⋅•⋅⊰∙∘☽༓☾∘∙⊱⋅•⋅
De alguma forma, voltamos ao ponto de partida ou quase isso. Jane já estava prestes a se levantar novamente, com os punhos cerrados, mas decidi intervir antes que a situação saísse completamente do controle.
— Burst, por favor, podemos tentar manter tudo na calma? — Minha voz soava mais firme do que eu esperava, e meus olhos imploravam para ele se sentar.
Ele se jogou de volta na cadeira, de braços cruzados, com uma expressão carrancuda. Soltei um suspiro aliviado. Pelo menos por enquanto, a tempestade parecia contida.
Jane também relaxou, assumindo uma postura mais controlada. Seus olhos, antes fervendo de raiva, agora voltavam a mim com um olhar mais calculado. Sentindo que a tensão havia diminuído, achei que era a hora de começar a fazer perguntas.
— Senhorita Jane — comecei com cautela, escolhendo as palavras —, acredito que já entendi a maior parte da situação, então não precisa me dizer mais do que o necessário. Mas há algo que ainda não ficou claro pra mim.
— Claro — respondeu ela, a voz ainda tensa, mas controlada. — Farei o possível para responder... Se isso ajudar a trazer esse garoto de volta.
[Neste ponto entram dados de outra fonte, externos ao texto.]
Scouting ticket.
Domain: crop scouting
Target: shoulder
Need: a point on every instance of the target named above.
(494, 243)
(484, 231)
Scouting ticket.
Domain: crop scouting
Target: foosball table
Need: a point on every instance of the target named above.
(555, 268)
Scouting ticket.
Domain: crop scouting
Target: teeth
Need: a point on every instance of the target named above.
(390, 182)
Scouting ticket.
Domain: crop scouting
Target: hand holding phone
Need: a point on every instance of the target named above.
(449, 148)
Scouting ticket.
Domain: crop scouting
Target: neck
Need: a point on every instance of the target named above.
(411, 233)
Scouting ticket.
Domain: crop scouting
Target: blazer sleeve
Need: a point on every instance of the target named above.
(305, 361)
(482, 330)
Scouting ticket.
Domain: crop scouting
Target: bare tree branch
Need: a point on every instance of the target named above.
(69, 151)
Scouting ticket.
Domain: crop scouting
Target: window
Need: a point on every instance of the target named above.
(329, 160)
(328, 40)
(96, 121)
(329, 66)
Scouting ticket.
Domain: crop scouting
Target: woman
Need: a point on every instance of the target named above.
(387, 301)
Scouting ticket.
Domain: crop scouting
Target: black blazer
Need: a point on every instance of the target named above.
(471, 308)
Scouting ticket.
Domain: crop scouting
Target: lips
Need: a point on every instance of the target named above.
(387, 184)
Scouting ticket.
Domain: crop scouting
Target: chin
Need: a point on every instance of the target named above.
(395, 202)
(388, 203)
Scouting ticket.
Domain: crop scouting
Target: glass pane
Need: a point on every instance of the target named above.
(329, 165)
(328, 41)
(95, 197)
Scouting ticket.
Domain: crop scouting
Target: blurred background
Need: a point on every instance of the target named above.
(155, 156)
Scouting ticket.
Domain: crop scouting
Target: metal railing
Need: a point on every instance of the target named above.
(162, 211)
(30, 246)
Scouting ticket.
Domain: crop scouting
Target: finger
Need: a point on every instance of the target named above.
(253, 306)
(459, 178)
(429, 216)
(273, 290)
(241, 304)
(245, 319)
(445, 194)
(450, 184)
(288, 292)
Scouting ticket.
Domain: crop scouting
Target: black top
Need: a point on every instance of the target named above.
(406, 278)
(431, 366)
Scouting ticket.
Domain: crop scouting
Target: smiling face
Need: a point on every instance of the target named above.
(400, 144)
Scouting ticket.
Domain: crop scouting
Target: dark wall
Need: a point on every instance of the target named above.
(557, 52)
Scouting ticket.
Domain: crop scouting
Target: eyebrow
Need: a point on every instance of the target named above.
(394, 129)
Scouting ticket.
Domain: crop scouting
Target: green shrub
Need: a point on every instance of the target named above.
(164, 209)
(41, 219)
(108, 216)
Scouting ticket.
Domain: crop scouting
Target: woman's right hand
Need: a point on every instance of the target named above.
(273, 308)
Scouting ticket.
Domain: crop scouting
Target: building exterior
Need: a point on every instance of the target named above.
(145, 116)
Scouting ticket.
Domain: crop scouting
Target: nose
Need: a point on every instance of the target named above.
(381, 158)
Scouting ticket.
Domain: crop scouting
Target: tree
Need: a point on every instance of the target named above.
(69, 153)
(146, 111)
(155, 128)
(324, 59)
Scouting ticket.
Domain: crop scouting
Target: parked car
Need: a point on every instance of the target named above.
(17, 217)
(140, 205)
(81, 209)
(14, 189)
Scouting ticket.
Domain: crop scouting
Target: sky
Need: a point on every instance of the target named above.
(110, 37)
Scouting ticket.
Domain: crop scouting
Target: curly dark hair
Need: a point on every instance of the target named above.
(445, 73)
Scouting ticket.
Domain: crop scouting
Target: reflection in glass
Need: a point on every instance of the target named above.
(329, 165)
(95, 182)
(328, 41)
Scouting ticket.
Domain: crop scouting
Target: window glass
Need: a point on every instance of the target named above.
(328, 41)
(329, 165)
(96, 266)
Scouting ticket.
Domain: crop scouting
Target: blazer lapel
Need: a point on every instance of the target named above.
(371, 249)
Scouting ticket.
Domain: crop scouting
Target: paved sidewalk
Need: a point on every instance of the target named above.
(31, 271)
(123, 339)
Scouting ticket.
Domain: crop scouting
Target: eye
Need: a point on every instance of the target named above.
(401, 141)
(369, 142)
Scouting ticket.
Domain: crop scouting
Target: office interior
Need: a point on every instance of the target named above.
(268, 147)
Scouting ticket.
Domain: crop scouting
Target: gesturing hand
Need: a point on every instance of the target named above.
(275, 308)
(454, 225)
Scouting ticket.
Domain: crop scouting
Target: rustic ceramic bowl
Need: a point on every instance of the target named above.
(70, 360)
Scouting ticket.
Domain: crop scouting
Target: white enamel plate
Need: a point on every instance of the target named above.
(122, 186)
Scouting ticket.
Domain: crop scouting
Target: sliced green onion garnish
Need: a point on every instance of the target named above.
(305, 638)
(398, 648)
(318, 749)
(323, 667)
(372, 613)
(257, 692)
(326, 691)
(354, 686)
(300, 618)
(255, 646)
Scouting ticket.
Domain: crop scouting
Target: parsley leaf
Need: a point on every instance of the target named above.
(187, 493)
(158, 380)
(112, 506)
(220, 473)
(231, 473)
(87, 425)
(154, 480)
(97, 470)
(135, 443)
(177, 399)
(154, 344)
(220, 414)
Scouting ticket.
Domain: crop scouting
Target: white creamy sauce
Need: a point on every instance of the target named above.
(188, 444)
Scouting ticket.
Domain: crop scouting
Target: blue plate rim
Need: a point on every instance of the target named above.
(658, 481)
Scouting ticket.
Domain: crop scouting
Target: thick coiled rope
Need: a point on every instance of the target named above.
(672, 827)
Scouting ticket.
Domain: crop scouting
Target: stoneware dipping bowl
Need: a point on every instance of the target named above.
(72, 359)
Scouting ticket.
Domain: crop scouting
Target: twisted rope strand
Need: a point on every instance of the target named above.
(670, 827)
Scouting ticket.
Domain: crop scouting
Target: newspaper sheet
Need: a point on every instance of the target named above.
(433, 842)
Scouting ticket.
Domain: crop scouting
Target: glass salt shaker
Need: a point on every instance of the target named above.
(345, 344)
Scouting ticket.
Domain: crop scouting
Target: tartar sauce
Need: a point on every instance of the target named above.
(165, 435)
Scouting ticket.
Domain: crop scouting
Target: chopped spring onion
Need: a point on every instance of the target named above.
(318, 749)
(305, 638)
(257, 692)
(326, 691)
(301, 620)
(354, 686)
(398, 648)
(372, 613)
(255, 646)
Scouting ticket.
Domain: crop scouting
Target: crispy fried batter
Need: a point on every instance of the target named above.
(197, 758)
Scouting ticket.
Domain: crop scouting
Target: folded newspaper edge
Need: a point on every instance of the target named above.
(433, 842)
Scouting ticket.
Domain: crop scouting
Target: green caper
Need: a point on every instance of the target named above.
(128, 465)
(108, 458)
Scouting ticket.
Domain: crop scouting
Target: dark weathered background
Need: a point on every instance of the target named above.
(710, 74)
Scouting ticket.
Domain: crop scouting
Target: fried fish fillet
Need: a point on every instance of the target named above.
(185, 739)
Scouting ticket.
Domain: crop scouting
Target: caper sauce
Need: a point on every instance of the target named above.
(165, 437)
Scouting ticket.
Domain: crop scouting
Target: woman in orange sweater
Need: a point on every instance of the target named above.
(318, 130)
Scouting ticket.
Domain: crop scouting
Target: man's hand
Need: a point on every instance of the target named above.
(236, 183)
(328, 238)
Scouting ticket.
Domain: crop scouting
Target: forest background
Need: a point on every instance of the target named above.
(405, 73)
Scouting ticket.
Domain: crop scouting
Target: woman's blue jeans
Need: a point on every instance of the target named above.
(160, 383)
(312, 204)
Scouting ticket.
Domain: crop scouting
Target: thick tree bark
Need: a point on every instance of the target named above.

Burst bufou e virou o rosto, desdenhoso, os lábios curvados em um esboço de desprezo.
— Quando encontramos o Burst — continuei —, ele estava num beco, tremendo de frio. As pessoas ao redor estavam... estranhas. Agiam como se ele não existisse, ou pior, como se ele fosse perigoso. Porque o herdeiro do reino estava sendo tratado desse jeito?
Jane congelou por um instante, seus olhos vacilaram antes de baixar a cabeça, o que me fez perceber que a pergunta a pegou desprevenida. O silêncio que se seguiu era pesado, quase sufocante.
— Vai lá, irmã — Burst quebrou o silêncio com sarcasmo gotejando de suas palavras. — Conta a ele.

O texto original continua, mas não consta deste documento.